Diverse sono state le fortune di queste misure: la prima ha avuto il torto di essere una tassa che si aggiungeva ad una pressione fiscale già troppo pesante e quindi è stata fortemente contrastata, non solo dai petrolieri, fino alla sua liquidazione. La seconda invece continua ad esistere, ma l’agevolazione concessa si è rivelata troppo bassa, sia per indirizzare le ristrutturazioni verso un miglioramento delle prestazioni energetiche degli edifici, sia per ostacolare l’evasione fiscale molto radicata in questo settore. Bisogna decisamente andare oltre questi tentativi e porsi l’obiettivo di una vera e propria riforma del fisco orientando la sua pressione non più sul lavoro e l’impresa, come sostanzialmente avviene oggi, ma sul consumo di risorse non rinnovabili. Questo progetto fu proposto quattordici anni fa da Legambiente, per sostenere il suo piano del lavoro, ma non produsse risultati significativi. Da allora però molte cose sono cambiate.

L’esplosione della questione climatica ha fatto meglio comprendere, anche agli economisti, l’intreccio fra ecologia ed economia, ma soprattutto il peso delle tasse sul costo del lavoro è una delle cause che alimenta la precarizzazione dello stesso. Si può dunque rilanciare la proposta e cercare di fare uscire la discussione sul fisco dalla paralizzante contrapposizione fra chi demonizza le tasse al solo scopo di cancellare i pilastri dello stato sociale, la scuola e la sanità pubblica e chi invece più correttamente pensa che tutti debbano pagare le tasse per alleggerire la pressione fiscale. Non se ne esce aggiungendo la carbon tax, ma progettando una riforma del fisco che alleggerisca la pressione che esso esercita sul lavoro e l’impresa per concentrarla sul consumo di suolo, aria, acqua, energie non rinnovabili.
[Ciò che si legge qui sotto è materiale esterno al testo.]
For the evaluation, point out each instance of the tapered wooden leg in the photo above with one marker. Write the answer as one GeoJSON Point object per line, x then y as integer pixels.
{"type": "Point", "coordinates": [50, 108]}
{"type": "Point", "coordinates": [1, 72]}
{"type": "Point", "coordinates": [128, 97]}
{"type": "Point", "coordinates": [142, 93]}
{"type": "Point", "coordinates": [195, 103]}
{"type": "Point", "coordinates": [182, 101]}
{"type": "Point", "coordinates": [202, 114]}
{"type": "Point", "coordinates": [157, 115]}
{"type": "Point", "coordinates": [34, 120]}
Sarebbe un operazione che agevolerebbe l’occupazione e spingerebbe le imprese verso l’innovazione capace di farle consumare meno ambiente. Duccio Bianchi la scorsa settimana ha lanciato una prima proposta. Lo scopo di questo mio intervento è di condividerla e rilanciarla in modo da aprire una discussione che contamini lo scontro elettorale e possibilmente vada oltre lo stesso.